The fastest way to get started is to choose one of two routes: use a hosted API or run the model weights locally. If you want minimal setup, start with Z.ai’s API quick start: create an API key, pick the GLM-5 model name, and make a simple HTTP request (or use an official SDK) to send a prompt and receive a response. This lets you validate prompt patterns and output formats before you invest in GPU provisioning, model downloads, and serving. If you prefer local control, download the model weights from the official model hosting page and run inference with a compatible runtime (commonly Transformers-based tooling or an optimized serving engine).
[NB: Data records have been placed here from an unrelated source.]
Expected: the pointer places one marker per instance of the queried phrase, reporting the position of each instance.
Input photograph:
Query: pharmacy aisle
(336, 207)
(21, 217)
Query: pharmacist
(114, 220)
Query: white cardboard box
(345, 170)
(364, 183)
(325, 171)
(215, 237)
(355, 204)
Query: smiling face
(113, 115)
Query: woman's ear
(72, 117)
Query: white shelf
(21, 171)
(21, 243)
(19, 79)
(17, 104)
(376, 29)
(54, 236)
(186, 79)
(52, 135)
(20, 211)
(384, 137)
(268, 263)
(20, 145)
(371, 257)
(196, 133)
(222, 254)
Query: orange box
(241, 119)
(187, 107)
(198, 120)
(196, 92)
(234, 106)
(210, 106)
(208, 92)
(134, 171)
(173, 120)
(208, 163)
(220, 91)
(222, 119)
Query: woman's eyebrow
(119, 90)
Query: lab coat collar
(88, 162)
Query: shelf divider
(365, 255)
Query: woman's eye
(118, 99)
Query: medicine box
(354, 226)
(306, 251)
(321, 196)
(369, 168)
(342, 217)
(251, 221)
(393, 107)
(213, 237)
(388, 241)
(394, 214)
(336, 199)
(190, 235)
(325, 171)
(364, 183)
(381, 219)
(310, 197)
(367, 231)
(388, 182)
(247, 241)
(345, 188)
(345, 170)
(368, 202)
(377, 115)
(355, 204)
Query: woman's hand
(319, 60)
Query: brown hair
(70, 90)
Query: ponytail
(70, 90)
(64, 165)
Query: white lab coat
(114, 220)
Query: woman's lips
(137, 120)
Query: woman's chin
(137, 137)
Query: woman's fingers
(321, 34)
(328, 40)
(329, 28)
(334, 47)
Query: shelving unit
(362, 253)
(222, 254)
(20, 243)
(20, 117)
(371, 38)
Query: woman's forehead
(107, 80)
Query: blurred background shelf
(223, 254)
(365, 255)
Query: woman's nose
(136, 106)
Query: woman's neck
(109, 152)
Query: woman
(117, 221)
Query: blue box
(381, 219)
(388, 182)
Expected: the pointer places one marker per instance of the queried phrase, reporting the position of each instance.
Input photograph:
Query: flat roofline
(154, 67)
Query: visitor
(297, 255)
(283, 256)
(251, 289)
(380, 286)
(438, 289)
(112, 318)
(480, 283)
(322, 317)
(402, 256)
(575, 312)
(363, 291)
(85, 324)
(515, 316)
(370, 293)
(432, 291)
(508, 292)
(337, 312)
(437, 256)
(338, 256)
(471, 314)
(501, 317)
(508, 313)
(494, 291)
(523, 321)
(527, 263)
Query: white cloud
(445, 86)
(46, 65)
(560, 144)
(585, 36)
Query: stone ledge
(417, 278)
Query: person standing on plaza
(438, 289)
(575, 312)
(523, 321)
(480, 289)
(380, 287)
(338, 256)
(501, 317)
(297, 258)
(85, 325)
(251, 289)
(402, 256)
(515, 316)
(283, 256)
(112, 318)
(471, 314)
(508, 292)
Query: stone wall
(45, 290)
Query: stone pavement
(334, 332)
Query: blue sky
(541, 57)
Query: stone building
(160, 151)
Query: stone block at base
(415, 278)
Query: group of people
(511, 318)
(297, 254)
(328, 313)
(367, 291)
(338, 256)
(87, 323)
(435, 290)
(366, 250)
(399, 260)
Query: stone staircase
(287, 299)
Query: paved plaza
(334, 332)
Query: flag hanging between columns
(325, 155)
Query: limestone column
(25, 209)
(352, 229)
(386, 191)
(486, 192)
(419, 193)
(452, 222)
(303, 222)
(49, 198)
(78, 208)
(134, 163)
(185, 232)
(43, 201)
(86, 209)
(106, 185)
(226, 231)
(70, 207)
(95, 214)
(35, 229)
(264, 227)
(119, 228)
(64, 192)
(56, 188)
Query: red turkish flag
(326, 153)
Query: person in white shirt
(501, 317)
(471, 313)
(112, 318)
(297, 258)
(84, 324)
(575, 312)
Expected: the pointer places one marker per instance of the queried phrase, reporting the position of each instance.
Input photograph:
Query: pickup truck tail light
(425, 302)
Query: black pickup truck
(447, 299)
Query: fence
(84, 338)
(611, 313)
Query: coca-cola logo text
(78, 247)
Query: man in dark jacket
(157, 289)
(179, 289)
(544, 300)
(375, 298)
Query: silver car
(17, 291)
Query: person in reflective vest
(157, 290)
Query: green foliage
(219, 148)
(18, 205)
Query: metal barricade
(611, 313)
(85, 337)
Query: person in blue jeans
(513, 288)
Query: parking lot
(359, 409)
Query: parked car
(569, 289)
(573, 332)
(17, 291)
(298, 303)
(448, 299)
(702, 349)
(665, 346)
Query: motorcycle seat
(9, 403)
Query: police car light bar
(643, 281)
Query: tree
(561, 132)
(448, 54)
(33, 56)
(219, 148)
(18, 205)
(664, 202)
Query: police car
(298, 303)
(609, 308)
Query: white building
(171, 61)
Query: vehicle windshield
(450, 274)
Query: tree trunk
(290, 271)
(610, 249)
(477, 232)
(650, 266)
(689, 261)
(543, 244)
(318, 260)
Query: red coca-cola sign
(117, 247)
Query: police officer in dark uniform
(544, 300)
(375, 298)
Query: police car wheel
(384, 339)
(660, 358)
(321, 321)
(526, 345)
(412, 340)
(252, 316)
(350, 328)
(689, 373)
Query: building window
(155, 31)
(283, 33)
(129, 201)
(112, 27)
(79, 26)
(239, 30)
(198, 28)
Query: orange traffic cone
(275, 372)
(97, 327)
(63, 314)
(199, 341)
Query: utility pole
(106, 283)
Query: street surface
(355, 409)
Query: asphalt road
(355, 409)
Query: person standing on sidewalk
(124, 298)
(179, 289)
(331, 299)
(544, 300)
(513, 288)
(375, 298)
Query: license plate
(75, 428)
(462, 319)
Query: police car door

A practical “hello world” path for developers looks like this: (1) call the API with a small prompt and verify you can stream or receive completions, (2) lock down basic safety and formatting (system message rules, JSON schema constraints, maximum tokens), and (3) add logging so you can trace prompts, model settings, and outputs for debugging. For example, if you’re building an internal assistant, you might start with a single endpoint /chat that forwards messages to GLM-5 and returns the model output. Then, iterate by adding guardrails: reject prompts that exceed size limits, enforce response JSON with a parser, and include “do not guess” instructions for unknown questions. On the local route, do the same but add performance checks: latency per token, peak VRAM usage, and throughput under concurrent load.
Once basic prompting works, the next “starter” milestone should be retrieval—because most developer products need accurate answers over your own docs. Create a small corpus (say 200–2,000 documents), generate embeddings, and store them in Milvus or managed Zilliz Cloud. Add metadata fields so you can filter by product/version and avoid mixing contexts. Then implement a simple RAG loop: user question → embed → top-k retrieve → prompt GLM-5 with retrieved chunks → produce answer. This is usually where early prototypes become useful: you can answer questions about APIs, internal runbooks, or onboarding docs without putting that data into model weights. After that, you can expand to tool calling (functions) and multi-step workflows, but retrieval first will give you the biggest quality jump for the least complexity.